Dent is asking this rhetorically. But this, remember, is Jeremy Corbyn we’re talking about here, and for Jeremy Corbyn it is always, always 1945. How long can it be before Corbyn slips the surly bonds of parody and announces that, in order to regulate the private drinking habits of off-the-clock private-sector workers, he intends to nationalize all of the pubs? Or, at the very least, that a Corbyn administration would issue beverage-limiting ration cards to all Britons?
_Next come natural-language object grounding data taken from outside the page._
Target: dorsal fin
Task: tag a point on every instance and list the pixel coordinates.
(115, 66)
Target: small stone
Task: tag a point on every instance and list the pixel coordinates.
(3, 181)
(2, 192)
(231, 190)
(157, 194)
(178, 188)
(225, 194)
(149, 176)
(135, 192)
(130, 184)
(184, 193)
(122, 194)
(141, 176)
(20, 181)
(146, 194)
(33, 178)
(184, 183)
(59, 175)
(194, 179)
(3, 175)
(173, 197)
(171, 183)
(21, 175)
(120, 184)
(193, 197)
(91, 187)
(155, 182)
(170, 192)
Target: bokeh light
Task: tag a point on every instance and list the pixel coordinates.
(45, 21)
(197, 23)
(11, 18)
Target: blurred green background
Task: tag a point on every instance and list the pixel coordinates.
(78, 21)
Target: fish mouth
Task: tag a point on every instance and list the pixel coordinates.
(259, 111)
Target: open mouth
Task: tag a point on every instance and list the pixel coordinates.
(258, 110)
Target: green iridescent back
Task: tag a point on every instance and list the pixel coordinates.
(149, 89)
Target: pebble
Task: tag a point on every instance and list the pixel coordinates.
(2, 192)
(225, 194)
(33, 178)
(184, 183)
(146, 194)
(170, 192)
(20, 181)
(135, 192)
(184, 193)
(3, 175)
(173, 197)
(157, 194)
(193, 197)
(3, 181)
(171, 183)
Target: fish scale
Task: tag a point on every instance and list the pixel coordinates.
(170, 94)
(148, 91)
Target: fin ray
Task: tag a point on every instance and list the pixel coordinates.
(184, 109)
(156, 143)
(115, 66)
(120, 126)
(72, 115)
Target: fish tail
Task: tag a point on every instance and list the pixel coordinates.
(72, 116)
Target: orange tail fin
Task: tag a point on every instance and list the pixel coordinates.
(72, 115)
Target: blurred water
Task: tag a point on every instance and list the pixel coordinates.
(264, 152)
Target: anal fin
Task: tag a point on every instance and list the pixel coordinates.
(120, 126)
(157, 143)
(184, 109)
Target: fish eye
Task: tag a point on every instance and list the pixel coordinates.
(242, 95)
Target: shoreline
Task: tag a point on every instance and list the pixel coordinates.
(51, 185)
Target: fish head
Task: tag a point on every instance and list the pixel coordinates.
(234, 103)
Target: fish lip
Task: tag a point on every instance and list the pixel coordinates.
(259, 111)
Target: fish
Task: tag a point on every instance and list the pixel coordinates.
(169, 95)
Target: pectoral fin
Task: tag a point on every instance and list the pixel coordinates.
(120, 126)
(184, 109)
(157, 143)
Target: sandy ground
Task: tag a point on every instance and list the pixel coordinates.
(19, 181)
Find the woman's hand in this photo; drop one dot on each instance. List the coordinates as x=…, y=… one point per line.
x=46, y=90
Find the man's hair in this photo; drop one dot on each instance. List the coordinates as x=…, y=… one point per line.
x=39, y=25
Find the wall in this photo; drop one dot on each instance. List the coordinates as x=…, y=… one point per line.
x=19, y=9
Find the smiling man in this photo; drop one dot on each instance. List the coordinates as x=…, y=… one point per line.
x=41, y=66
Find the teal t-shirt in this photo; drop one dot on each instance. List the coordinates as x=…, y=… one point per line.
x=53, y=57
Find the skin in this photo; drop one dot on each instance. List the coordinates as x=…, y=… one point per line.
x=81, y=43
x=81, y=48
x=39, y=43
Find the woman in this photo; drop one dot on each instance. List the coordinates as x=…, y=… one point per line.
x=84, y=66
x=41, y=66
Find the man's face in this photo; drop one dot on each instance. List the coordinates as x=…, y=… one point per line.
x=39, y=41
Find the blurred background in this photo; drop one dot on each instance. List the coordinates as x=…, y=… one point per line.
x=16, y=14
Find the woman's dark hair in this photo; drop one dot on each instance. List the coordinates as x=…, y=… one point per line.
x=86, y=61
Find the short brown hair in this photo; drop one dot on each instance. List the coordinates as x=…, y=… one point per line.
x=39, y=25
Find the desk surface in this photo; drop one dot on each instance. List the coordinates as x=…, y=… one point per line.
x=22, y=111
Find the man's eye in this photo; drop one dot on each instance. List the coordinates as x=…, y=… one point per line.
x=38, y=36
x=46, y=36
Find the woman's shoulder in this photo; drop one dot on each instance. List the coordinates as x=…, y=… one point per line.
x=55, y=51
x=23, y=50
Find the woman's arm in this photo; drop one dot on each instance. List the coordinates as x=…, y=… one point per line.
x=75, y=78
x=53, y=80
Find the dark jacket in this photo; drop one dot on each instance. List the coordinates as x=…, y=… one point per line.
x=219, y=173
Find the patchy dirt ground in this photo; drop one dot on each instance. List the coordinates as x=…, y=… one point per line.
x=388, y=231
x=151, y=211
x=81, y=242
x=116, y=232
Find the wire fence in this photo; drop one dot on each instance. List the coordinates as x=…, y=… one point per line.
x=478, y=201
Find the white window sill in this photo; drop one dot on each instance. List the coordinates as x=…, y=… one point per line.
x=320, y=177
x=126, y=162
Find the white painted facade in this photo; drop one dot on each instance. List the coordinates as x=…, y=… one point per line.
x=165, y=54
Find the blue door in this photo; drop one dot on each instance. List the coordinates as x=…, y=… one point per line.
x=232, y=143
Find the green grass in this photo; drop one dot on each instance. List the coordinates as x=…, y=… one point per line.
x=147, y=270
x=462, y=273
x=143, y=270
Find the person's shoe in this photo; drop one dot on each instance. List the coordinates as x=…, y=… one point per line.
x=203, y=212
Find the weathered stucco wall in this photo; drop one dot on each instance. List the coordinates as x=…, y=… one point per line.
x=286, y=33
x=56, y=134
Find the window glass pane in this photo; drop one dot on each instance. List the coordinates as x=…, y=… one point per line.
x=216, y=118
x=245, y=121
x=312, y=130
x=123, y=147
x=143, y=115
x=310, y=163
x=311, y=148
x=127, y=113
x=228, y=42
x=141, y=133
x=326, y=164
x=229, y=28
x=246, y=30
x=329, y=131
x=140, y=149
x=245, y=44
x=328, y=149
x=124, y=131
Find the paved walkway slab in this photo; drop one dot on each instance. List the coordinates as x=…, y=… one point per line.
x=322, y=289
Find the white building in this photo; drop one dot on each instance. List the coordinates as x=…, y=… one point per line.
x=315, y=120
In politics, understanding is imperative. In debate, it is critical. But there are limits to the comprehensive capacities of even the most open-minded among us, and Jeremy Corbyn pushes up against them with such regularity these days that it is difficult for one to know where to start when pushing back. How is one to have a serious conversation with a man who thinks that it is his business what people do after work? How does one compromise with a figure who spends his days meditating upon the cosmic unfairness of evening trips to the pub? And how delicate can one be in responding? The English are a calm people, all told; perhaps the least likely of all within the Anglosphere to pick up a pitchfork and run. But I will tell you this: Any politician who seeks to stand between the 9-5 class and its 6 o’clock pint of ale will soon find his head on a spike.